10. Tale ultimo orientamento da questo Collegio del tutto condiviso non risulta confutato dal ricorso della C., i cui rilievi critici, in sede di ricorso incidentale, si fondano sulla circostanza, esulante dal contesto argomentativo della decisione, che le ferie residue erano contemplate in alcune buste paga. Peraltro è stato assunto come pacifico che di questo dato documentale fosse stata operata una correzione nei successivi prospetti paga (giustificata da un erroneo calcolo delle ferie residue) e comunque ogni rilievo diretto a contrastare la valutazione del giudice del gravame favorevole alla società rileva su un piano ricostruttivo meramente fattuale ed anche le osservazioni in diritto sulla portata della disposizione di miglior favore prevista per la C. – che avrebbe asseritamente contemplato una limitazione nel godimento entro l’anno solo per i permessi – avrebbero dovuto compendiarsi in un motivo affatto diverso da quello prospettato, con richiamo alla violazione di norme diverse da quelle delle quali si assume la falsa applicazione.

11. Il ricorso incidentale va pertanto respinto.
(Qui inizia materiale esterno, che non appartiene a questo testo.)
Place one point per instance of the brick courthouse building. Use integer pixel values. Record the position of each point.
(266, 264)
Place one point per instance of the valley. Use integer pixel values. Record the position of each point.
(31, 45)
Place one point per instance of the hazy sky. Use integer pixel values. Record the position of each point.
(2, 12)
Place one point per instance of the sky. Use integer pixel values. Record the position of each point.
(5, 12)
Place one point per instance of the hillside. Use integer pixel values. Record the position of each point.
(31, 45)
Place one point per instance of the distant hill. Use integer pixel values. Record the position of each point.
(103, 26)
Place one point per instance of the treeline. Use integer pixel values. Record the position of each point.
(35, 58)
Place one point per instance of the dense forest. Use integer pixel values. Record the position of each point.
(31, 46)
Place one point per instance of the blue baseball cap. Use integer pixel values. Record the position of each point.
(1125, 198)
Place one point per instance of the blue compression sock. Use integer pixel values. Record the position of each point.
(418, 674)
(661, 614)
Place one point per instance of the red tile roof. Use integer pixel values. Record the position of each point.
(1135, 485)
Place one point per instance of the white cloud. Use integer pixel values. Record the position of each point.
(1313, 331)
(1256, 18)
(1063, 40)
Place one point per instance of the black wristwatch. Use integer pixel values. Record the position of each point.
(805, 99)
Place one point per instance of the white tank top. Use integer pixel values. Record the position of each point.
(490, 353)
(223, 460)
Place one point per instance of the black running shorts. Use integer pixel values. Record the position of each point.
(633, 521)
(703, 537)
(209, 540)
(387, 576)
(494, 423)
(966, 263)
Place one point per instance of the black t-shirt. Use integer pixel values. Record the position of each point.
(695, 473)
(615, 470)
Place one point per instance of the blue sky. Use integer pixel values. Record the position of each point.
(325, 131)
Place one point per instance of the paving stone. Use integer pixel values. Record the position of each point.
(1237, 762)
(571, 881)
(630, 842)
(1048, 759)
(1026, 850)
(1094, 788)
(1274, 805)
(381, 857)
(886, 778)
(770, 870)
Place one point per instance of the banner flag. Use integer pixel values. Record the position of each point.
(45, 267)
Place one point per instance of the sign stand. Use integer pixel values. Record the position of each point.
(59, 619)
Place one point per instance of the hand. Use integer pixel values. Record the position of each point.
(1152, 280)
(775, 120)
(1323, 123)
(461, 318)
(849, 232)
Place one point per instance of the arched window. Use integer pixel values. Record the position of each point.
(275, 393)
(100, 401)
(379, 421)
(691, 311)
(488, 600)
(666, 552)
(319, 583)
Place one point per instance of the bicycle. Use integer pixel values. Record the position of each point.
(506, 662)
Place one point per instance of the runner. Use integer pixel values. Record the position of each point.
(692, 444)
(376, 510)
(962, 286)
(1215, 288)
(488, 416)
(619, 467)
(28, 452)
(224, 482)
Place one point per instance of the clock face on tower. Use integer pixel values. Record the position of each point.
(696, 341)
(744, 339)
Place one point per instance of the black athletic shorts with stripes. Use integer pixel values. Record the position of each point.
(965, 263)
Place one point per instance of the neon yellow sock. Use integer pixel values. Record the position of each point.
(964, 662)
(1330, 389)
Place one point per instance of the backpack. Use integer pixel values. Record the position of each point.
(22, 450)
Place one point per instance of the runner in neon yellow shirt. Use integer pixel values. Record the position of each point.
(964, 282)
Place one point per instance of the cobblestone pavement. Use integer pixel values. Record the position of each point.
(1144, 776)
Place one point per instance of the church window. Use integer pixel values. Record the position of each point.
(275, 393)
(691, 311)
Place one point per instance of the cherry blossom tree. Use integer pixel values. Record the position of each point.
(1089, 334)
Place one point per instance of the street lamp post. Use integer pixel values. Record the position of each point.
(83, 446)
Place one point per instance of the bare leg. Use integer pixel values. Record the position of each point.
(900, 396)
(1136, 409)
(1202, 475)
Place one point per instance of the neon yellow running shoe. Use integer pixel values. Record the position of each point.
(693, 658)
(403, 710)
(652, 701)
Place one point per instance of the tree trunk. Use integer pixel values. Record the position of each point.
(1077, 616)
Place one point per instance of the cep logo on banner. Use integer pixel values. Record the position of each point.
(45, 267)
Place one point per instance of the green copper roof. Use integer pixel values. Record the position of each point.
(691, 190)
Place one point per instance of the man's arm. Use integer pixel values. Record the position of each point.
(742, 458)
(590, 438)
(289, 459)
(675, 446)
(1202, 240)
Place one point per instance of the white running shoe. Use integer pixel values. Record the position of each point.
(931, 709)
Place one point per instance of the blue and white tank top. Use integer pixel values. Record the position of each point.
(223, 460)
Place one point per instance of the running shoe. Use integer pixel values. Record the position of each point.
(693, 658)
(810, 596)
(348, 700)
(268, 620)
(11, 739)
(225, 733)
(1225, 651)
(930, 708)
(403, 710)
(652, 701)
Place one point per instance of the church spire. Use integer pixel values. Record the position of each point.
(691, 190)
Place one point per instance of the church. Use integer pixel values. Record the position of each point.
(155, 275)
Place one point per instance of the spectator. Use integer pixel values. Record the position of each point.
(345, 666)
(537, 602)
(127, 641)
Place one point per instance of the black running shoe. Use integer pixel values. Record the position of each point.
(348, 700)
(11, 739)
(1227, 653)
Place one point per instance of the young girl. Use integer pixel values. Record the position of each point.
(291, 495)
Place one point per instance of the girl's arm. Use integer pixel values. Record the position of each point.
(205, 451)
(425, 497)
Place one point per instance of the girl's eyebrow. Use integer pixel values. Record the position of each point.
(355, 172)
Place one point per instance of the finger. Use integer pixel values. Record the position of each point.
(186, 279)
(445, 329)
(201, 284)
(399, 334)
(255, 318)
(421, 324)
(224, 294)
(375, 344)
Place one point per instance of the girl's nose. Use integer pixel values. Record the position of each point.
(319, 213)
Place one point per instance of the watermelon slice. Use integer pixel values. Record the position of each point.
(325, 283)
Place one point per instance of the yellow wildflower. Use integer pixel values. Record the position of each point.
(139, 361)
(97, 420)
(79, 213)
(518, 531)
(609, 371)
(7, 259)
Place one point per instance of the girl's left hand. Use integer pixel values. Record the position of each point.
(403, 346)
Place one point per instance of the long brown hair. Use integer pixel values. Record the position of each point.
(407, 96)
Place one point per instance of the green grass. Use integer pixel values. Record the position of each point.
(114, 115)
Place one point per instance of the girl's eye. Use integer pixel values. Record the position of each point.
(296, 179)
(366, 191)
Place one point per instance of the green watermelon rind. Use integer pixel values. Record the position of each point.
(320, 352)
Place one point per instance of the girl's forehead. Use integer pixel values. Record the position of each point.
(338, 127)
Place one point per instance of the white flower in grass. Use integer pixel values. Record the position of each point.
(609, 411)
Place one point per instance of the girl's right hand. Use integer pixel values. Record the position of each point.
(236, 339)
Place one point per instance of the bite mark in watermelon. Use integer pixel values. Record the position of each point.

12. Sussistono le condizioni di cui al D.P.R. n. 115 del 2002, art. 13, comma 1 quater, per il versamento da parte della ricorrente incidentale dell’ulteriore importo a titolo di contributo unificato.

P.Q.M.

La Corte accoglie il ricorso principale, rigetta l’incidentale, cassa la decisione impugnata in relazione al ricorso accolto e rinvia alla Corte di appello di Milano in diversa composizione, cui demanda di provvedere anche alla determinazione delle spese del presente giudizio di legittimità.

Ai sensi del D.P.R. 30 maggio 2002, art. 13, comma 1 quater, dà atto della sussistenza dei presupposti per il versamento, da parte della ricorrente incidentale, dell’ulteriore importo a titolo di contributo unificato pari a quello dovuto per il ricorso incidentale, a norma del D.P.R. cit., art. 13, comma 1 bis.

Così deciso in Roma, il 11 settembre 2018.